Court Opinion

ID: 7714083
Source: CourtListenerOpinion
Date Created: 2022-07-30 19:16:26.168827+00
Date Added: 2024-06-11T13:26:56.055456
License: Public Domain

I dissent. Without a transcript of the hearing on the wife's motion to modify the divorce judgment, there is no way for this court to determine whether the wife's arguments have probable merit. We cannot put the trial court in error without knowing what issues were litigated and resolved at the hearing and what the factual basis for the court's judgment was.
As the appellant, the wife has the duty of seeing that any error asserted on appeal is affirmatively demonstrated by the record.
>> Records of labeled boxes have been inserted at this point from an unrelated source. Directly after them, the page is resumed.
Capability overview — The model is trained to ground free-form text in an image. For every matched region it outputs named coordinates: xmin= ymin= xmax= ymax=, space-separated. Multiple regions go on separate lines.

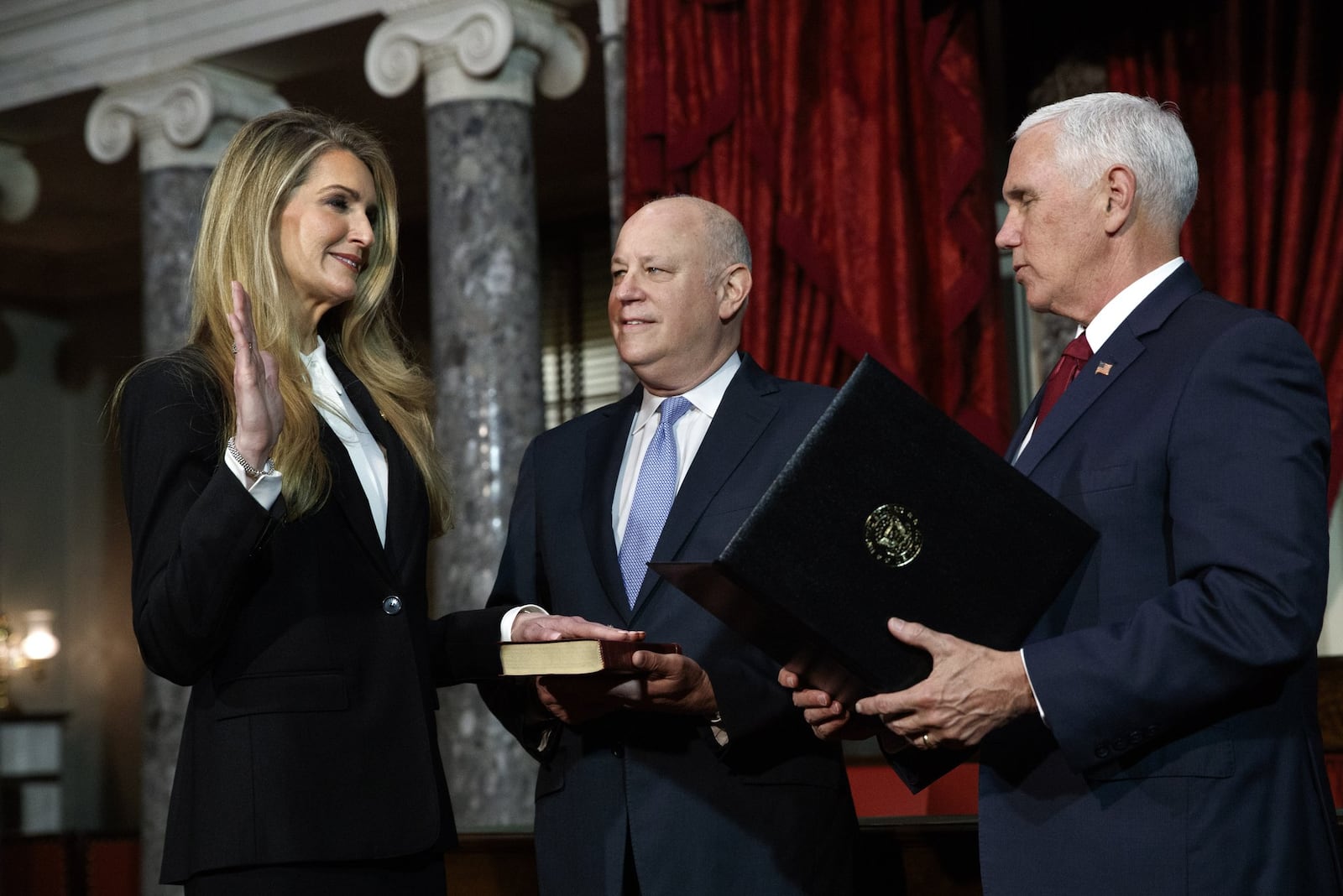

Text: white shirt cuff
xmin=499 ymin=603 xmax=549 ymax=641
xmin=224 ymin=451 xmax=280 ymax=510
xmin=1016 ymin=648 xmax=1049 ymax=728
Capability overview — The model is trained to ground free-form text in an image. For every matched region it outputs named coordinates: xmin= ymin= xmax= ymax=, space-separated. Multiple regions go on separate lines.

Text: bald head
xmin=607 ymin=195 xmax=750 ymax=394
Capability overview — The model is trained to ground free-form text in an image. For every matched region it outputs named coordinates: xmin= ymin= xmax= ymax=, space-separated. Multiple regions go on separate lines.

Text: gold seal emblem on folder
xmin=864 ymin=504 xmax=922 ymax=566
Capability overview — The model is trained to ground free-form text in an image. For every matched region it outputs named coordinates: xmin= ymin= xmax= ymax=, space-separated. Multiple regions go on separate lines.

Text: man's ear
xmin=1105 ymin=165 xmax=1137 ymax=236
xmin=719 ymin=264 xmax=750 ymax=322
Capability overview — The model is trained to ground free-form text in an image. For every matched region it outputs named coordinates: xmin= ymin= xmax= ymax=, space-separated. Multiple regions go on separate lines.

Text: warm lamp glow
xmin=18 ymin=610 xmax=60 ymax=660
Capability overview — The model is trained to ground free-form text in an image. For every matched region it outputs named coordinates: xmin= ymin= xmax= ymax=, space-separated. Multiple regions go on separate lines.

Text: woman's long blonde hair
xmin=165 ymin=109 xmax=452 ymax=535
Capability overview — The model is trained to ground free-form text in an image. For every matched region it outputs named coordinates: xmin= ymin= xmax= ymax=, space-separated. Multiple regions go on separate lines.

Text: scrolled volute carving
xmin=364 ymin=0 xmax=588 ymax=106
xmin=85 ymin=65 xmax=286 ymax=169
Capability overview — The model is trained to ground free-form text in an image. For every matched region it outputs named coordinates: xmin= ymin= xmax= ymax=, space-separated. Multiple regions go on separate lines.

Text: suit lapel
xmin=579 ymin=388 xmax=643 ymax=621
xmin=634 ymin=356 xmax=777 ymax=616
xmin=1007 ymin=264 xmax=1204 ymax=477
xmin=322 ymin=350 xmax=416 ymax=585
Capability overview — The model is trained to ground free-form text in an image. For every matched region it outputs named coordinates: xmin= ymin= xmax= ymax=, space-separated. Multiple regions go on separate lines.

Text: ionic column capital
xmin=85 ymin=65 xmax=286 ymax=172
xmin=0 ymin=143 xmax=40 ymax=224
xmin=364 ymin=0 xmax=588 ymax=106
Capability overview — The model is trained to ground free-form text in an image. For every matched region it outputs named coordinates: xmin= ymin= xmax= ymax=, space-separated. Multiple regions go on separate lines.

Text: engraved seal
xmin=864 ymin=504 xmax=922 ymax=566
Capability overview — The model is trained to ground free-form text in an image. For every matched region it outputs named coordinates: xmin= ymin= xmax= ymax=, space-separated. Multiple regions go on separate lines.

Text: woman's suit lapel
xmin=321 ymin=352 xmax=428 ymax=578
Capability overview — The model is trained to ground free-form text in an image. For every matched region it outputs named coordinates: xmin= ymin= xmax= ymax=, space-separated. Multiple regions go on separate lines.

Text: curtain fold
xmin=626 ymin=0 xmax=1014 ymax=450
xmin=1106 ymin=0 xmax=1343 ymax=504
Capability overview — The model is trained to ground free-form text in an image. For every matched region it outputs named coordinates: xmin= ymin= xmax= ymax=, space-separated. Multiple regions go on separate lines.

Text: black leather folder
xmin=651 ymin=357 xmax=1096 ymax=701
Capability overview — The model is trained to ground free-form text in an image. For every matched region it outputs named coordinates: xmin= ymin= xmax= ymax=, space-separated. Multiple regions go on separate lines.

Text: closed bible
xmin=499 ymin=640 xmax=681 ymax=675
xmin=651 ymin=357 xmax=1096 ymax=703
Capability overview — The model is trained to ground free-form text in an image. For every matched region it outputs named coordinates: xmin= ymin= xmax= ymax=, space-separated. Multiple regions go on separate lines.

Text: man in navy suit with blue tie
xmin=481 ymin=195 xmax=857 ymax=896
xmin=781 ymin=94 xmax=1343 ymax=896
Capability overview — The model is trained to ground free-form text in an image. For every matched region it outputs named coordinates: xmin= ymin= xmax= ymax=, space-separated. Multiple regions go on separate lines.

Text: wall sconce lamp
xmin=0 ymin=610 xmax=60 ymax=712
See Perkins v. Perkins, 465 So.2d 414 (Ala.Civ.App. 1984). If the record does not disclose the facts upon which the asserted error is based, the error may not be considered on appeal. Liberty Loan Corp. of Gadsden v. William, 406 So.2d 988
(Ala.Civ.App. 1981). Evidence presented to the trial court but not preserved in the record on appeal is conclusively presumed to support the trial court's judgment. English v.English, 352 So.2d 454 (Ala.Civ.App. 1977). See generallyGreer v. Greer, 624 So.2d 1076 (Ala.Civ.App. 1993). I would affirm the trial court's denial, without a hearing, of the wife's post-judgment motion.